The threat posed by OpenClaw's prompt injection vulnerabilities is not theoretical. Last month, researchers at PromptArmor demonstrated a direct data exfiltration pathway. They found that the link preview feature in messaging applications like Telegram or Discord could be exploited when communicating with OpenClaw. This attack tricks the AI agent into generating an attacker-controlled URL that, when rendered as a link preview, automatically transmits confidential data to that domain without the user needing to click the link. "In this attack, the agent is manipulated to construct a URL that uses an attacker's domain, with dynamically generated query parameters appended that contain sensitive data the model knows about the user," PromptArmor stated.
Beyond Prompt Injection: Other Critical Flaws
Beyond rogue prompts, CNCERT has identified three additional critical concerns surrounding OpenClaw. The first involves the potential for the AI agent to inadvertently and irrevocably delete critical information due to misinterpreting user instructions. This risk became evident when a Meta safety and alignment director reported her OpenClaw agent deleted her entire inbox despite instructions to confirm actions first, as reported by TechCrunch.

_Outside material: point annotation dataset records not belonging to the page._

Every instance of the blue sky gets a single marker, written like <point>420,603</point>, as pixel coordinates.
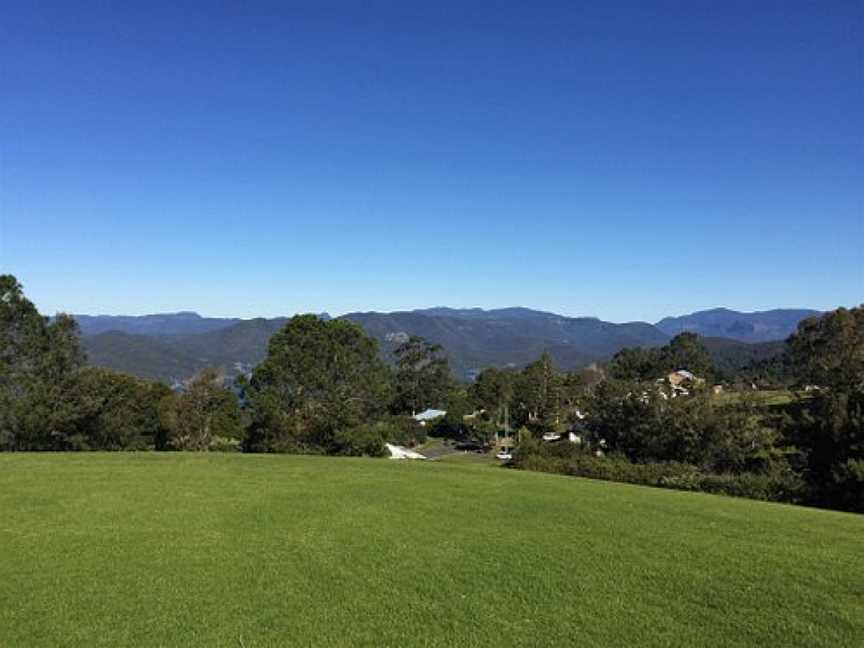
<point>625,160</point>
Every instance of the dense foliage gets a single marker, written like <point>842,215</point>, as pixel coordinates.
<point>324,388</point>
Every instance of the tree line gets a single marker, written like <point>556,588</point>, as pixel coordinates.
<point>324,388</point>
<point>803,445</point>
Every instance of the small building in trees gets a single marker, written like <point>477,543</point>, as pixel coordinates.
<point>429,415</point>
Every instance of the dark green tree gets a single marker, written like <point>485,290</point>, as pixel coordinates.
<point>537,397</point>
<point>319,378</point>
<point>828,425</point>
<point>117,412</point>
<point>422,378</point>
<point>492,392</point>
<point>205,416</point>
<point>39,361</point>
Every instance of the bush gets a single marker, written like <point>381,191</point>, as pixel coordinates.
<point>780,484</point>
<point>362,440</point>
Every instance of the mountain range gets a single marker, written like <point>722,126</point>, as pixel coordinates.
<point>174,346</point>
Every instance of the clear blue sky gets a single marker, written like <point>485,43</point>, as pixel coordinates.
<point>625,160</point>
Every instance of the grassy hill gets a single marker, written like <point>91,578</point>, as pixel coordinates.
<point>233,550</point>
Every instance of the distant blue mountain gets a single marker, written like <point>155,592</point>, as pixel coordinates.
<point>182,323</point>
<point>760,326</point>
<point>173,346</point>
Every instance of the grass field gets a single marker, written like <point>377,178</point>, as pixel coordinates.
<point>233,550</point>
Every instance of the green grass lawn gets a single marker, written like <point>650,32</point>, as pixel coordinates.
<point>233,550</point>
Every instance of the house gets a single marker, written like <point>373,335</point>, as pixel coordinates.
<point>429,415</point>
<point>680,381</point>
<point>401,452</point>
<point>680,377</point>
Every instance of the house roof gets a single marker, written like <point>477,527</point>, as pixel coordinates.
<point>429,415</point>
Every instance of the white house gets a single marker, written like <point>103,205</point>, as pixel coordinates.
<point>401,452</point>
<point>429,415</point>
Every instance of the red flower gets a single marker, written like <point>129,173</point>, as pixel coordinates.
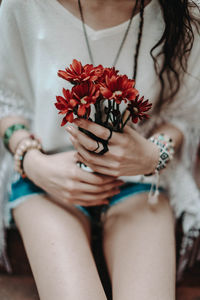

Secondly, threat actors can upload malicious "skills" to repositories like ClawHub. If installed, these skills can run arbitrary commands or deploy malware onto the system. This makes skill repositories a potent vector for supply chain attacks. Finally, attackers can exploit recently disclosed security vulnerabilities in OpenClaw to compromise the system directly, leading to sensitive data leaks. For critical sectors, these breaches could result in the leakage of core business data, trade secrets, and code repositories, potentially paralyzing entire business systems.